Source code in vllm/inputs/engine.py
MultiModalInput ¶
Bases: _InputOptions
Represents multi-modal input to the engine.
Attributes:
-
mm_hashes(MultiModalHashes) –The hashes of the multi-modal data.
-
mm_kwargs(MultiModalKwargsOptionalItems) –Keyword arguments to be directly passed to the model after batching.
-
mm_placeholders(MultiModalPlaceholders) –For each modality, information about the placeholder tokens in
-
prompt(NotRequired[str]) –The prompt text corresponding to the token IDs, if available.
-
prompt_token_ids(list[int]) –The processed token IDs which includes placeholder tokens.
-
type(Literal['multimodal']) –The type of input.
Source code in vllm/inputs/engine.py
mm_hashes instance-attribute ¶
The hashes of the multi-modal data.
mm_kwargs instance-attribute ¶
Keyword arguments to be directly passed to the model after batching.
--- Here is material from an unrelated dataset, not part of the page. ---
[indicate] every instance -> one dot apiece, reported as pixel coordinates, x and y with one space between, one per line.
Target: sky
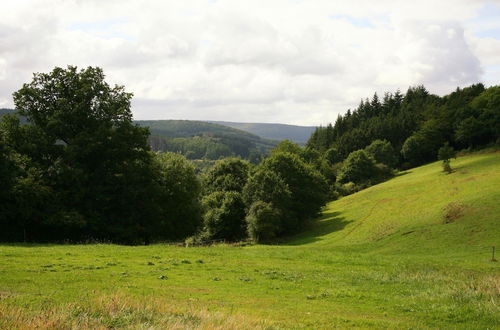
277 61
mm_placeholders instance-attribute ¶
For each modality, information about the placeholder tokens in prompt_token_ids.
prompt instance-attribute ¶
The prompt text corresponding to the token IDs, if available.
prompt_token_ids instance-attribute ¶
The processed token IDs which includes placeholder tokens.
type instance-attribute ¶
The type of input.
TextPrompt ¶
Bases: _PromptOptions
Schema for a text prompt.
Attributes:
Source code in vllm/inputs/llm.py
prompt instance-attribute ¶
The input text to be tokenized before passing to the model.
TokensInput ¶
Bases: _InputOptions
Represents token-based input to the engine.
Attributes:
-
prompt(NotRequired[str]) –The prompt text corresponding to the token IDs, if available.
-
prompt_token_ids(list[int]) –The token IDs of the prompt.
-
type(Literal['token']) –The type of input.
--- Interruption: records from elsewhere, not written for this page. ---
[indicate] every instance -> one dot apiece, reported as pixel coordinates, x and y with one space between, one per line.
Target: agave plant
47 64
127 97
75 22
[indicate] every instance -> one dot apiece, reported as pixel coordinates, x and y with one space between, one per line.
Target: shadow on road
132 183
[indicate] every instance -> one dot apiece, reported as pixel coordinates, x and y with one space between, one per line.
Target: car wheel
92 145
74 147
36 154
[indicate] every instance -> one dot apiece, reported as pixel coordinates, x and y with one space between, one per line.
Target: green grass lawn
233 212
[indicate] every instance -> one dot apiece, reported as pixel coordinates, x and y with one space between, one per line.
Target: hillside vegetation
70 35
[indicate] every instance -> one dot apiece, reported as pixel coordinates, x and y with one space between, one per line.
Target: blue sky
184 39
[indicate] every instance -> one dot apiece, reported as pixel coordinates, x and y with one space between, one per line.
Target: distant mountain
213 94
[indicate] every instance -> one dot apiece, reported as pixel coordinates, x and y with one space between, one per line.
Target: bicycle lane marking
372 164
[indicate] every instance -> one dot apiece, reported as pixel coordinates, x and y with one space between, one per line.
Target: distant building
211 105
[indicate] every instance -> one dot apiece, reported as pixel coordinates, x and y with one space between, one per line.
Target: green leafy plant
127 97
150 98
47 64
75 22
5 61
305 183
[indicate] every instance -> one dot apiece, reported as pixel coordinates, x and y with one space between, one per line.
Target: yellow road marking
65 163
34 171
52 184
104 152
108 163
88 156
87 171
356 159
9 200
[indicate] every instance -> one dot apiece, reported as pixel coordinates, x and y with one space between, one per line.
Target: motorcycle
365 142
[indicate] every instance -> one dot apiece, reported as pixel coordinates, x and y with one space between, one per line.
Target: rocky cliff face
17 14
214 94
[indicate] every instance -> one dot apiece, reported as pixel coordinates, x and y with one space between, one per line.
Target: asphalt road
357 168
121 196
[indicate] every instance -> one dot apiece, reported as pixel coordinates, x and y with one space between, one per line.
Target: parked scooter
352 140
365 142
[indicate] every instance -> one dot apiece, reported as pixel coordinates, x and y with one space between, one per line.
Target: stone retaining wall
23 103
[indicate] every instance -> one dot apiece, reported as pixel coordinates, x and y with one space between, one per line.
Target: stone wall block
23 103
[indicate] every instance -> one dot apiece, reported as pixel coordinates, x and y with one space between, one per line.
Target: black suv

Source code in vllm/inputs/engine.py
TokensPrompt ¶
Bases: _PromptOptions
Schema for a tokenized prompt.
Attributes:
-
prompt(NotRequired[str]) –The prompt text corresponding to the token IDs, if available.
-
prompt_token_ids(list[int]) –A list of token IDs to pass to the model.
-
token_type_ids(NotRequired[list[int]]) –A list of token type IDs to pass to the cross encoder model.
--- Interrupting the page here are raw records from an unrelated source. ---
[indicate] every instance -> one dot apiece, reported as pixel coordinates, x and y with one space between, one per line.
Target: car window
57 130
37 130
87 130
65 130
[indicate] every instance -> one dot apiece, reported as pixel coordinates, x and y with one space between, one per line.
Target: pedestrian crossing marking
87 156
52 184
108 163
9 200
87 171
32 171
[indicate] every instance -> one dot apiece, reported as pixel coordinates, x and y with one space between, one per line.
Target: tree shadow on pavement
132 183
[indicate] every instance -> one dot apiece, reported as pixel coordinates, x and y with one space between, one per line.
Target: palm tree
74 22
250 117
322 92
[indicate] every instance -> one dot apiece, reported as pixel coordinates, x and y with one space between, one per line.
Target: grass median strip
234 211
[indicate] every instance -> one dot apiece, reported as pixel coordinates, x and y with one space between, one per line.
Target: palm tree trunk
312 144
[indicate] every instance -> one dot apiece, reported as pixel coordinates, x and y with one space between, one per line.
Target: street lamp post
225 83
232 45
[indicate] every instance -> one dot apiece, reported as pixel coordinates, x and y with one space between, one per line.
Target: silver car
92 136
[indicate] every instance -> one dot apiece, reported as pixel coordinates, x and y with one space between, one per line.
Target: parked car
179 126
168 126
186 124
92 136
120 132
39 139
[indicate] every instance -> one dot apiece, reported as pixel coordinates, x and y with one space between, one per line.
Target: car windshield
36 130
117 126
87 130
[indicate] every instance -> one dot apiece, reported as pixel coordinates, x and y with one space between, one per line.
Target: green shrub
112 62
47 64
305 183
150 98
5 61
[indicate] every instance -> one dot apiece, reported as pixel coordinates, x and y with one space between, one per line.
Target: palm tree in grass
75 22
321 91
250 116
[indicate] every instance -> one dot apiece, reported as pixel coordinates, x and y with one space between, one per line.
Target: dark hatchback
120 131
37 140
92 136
Source code in vllm/inputs/llm.py
embeds_input(prompt_embeds, *, prompt=None, cache_salt=None, prompt_token_ids=None, is_token_ids=None) ¶
Construct EmbedsInput from optional values.
Source code in vllm/inputs/engine.py
tokens_input(prompt_token_ids, *, prompt=None, cache_salt=None) ¶
Construct TokensInput from optional values.